The company has been accused of overcharging its gas customers by more than £100 million, paving the way for compensation for millions of people.
Consumer Focus, the consumer champion, has announced this week details of an investigation which shows that the energy company breached the terms and conditions of its supply licence, leading to a potential overcharging of large numbers of its customers.
A Consumer Focus spokeswoman says: “We believe the breach of contract, between April 2007 and April 2008, affected almost all of npower’s 2.2 million gas customers and the potential overcharge could be up to £78 per customer.”
The consumer group is now looking at ways in which a substantial number of npower’s gas customers might obtain redress, which has so far been denied them. If, as some aggrieved npower customers suspect, the overcharging is found to average close to £50 per customer, the energy company could be facing a compensation bill of more than £100 million.
The spokeswoman says: “We think npower should reopen negotiations on redress for its customers, but it has so far refused to do so. We now have to consider what other methods we could use to make it happen.”
The findings of the Consumer Focus study will come as a huge embarrassment to Ofgem, the energy regulator, which had investigated the same complaints earlier but failed to determine whether any overcharging had taken place. It confined itself to saying that npower had failed to notify customers of some tariff changes and that some of them might have suffered a small financial loss.
At the end of the Ofgem investigation npower agreed voluntarily to pay compensation totalling £1.2 million to 200,000 customers, an average of £6 a head.
Liberal Democrat Shadow Energy and Climate Change Secretary, Simon Hughes is writing to Ofgem asking it to reopen its inquiry into npower’s overcharging.

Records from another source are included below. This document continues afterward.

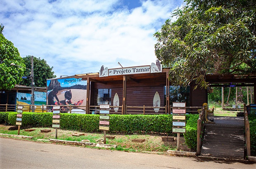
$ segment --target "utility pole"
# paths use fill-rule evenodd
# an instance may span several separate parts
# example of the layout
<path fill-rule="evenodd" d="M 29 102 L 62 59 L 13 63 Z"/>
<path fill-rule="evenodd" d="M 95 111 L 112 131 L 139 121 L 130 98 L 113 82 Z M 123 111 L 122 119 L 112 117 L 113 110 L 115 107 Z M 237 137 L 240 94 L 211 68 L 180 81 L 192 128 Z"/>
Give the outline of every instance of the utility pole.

He is also calling on npower to re-examine its calculations of how many gas customers it has overcharged.
Simon Hughes says: “Npower stands accused of some very serious failures, including failure to compensate large numbers of its customers, many of whom may not even be aware that they have been overcharged. It should be compelled to rectify this situation speedily.
“More widely, it appears that we need a new regulatory framework for the energy industry, which has some teeth, and a regulator that is prepared to use those greater powers in the interests of consumers.”
The question over npower’s alleged overcharging focuses on the number of units of gas it is allowed to charge at the higher of its two tariffs. In its contracts with customers, npower promises that it will not charge more than 4,572 units at the higher rate a year.
Npower has argued that its promise of not charging more than 4,572 units a year refers not to a 12-month period, but to a “tariff year”. It starts a new tariff year whenever it changes its method of charging, so a tariff year can be shorter or longer than 12 months. In 2007 it changed its charging method twice, on May 1 and November 1, so the tariff year was one of only six months.
Consumer Focus has also questioned claims made by npower in its marketing literature. In February 2007 npower launched a campaign aimed mainly at British Gas customers, boasting that its gas prices were being cut by 16 per cent. Consumer Focus reckons that when npower’s charging of additional higher rate units is taken into account the price reduction was only about 8 per cent.
A Consumer Focus spokeswoman says: “We are very concerned that npower claimed that it was the cheapest gas supplier in the market when it was not. The change in how it charged for gas meant that over the year it was, in fact, on average £10 more expensive than British Gas and £70 more expensive than Scottish and Southern Energy. We want to engage with npower to obtain a fair outcome for its customers but the company considers the matter closed.”